MENDELSSOHN Die erste Walpurgisnacht

Record and Artist Details

Composer or Director: Felix Mendelssohn

Genre:

Orchestral

Label: MDG

Media Format: Super Audio CD

Media Runtime: 64

Mastering:

DDD

Catalogue Number: MDG901 1949-6

MDG9011949-6. MENDELSSOHN Die erste Walpurgisnacht

Tracks:

Composition Artist Credit
Ruy Blas Felix Mendelssohn, Composer
Douglas Boyd, Conductor
Felix Mendelssohn, Composer
Winterthur Musikkollegium Orchestra
(Die) Schöne Melusine Felix Mendelssohn, Composer
Douglas Boyd, Conductor
Felix Mendelssohn, Composer
Winterthur Musikkollegium Orchestra
(The) Hebrides, 'Fingal's Cave' Felix Mendelssohn, Composer
Douglas Boyd, Conductor
Felix Mendelssohn, Composer
Winterthur Musikkollegium Orchestra
(Die) erste Walpurgisnacht Felix Mendelssohn, Composer
Birgit Remmert, Alto
Douglas Boyd, Conductor
Felix Mendelssohn, Composer
Jürg Dürmüller, Tenor
Reinhard Mayr, Bass
Ruben Drole, Baritone
Winterthur Musikkollegium Orchestra
Zürcher Sing-Akademie
It’s already apparent from a very early stage of The Hebrides that Douglas Boyd has thought carefully about instrumental balance in this most painterly of soundscapes. Giving inner voices their head risks a flat-canvas loss of perspective but the big tune (the second subject at 2'00") is prominent enough, every slur and staccato registered with an attention to detail that some will find pedantic.

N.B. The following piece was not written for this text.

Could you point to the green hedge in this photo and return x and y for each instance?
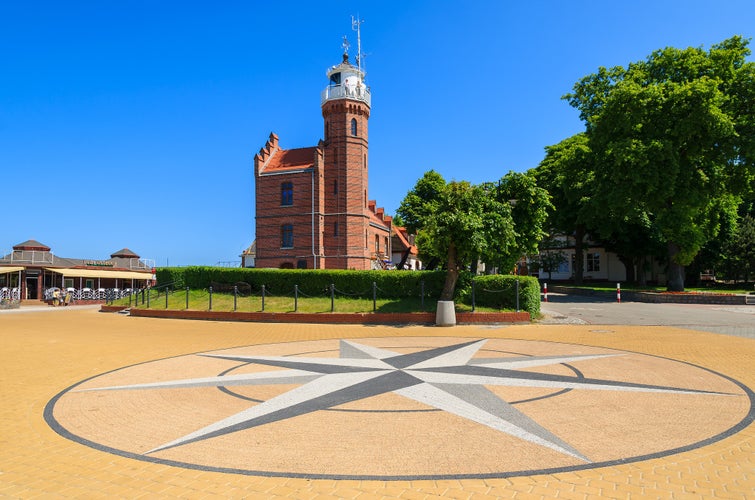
(490, 290)
(499, 291)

Where Boyd allows himself latitude is in the ebb and flow of tempi, which not so long ago was identified with Romantically inclined maestros of old; he played oboe for long enough under Abbado and Harnoncourt to know that what matters is what works. The becalmed sea before the new theme at 8'25" is rather stagily achieved, but I enjoyed the counterbalancing determination to allow no slackening of speed or intent at the overture’s abrupt close.

The Fair Melusine and Ruy Blas, which demand less intervention in the shaping of their stories, work better still. For the latter, Boyd has elected the longer and more elaborated of Mendelssohn’s two versions, neither of which corresponds to the corrupt and posthumously published edition heard ubiquitously until Bärenreiter commissioned Christopher Hogwood to do the scholarly legwork. Brandishing fire and brimstone well worthy of Victor Hugo’s original story, John Eliot Gardiner and the LSO are essential listening in the alternative version.

It’s curious that Mendelssohn should have turned up his nose at Hugo’s story when he had so evidently relished putting a match to Christian pieties in Die erste Walpurgisnacht. The bands are bigger, so too the choral vibrato (not to say wobble), in nearly all the older recordings. The orchestra sounds closer to the microphones than in the overtures, a move that brings the instrumental bass into better focus. With the exception of baritone Ruben Drole as a wild and hairy Druid, the soloists are not well matched to the fresh-voiced chorus, whose weight of tone and volume could usefully have been given a helping hand by the engineers. While the new disc is recommendable on its own terms, with a caveat over the soloists, Kurt Masur’s conducting (Berlin Classics, 9/74) is still unmatched for an informed sense of the fun Mendelssohn had when turning Shakesperean fairy music into Goethe’s culture clash, and giving the pagans all the best (indeed, the only) tunes.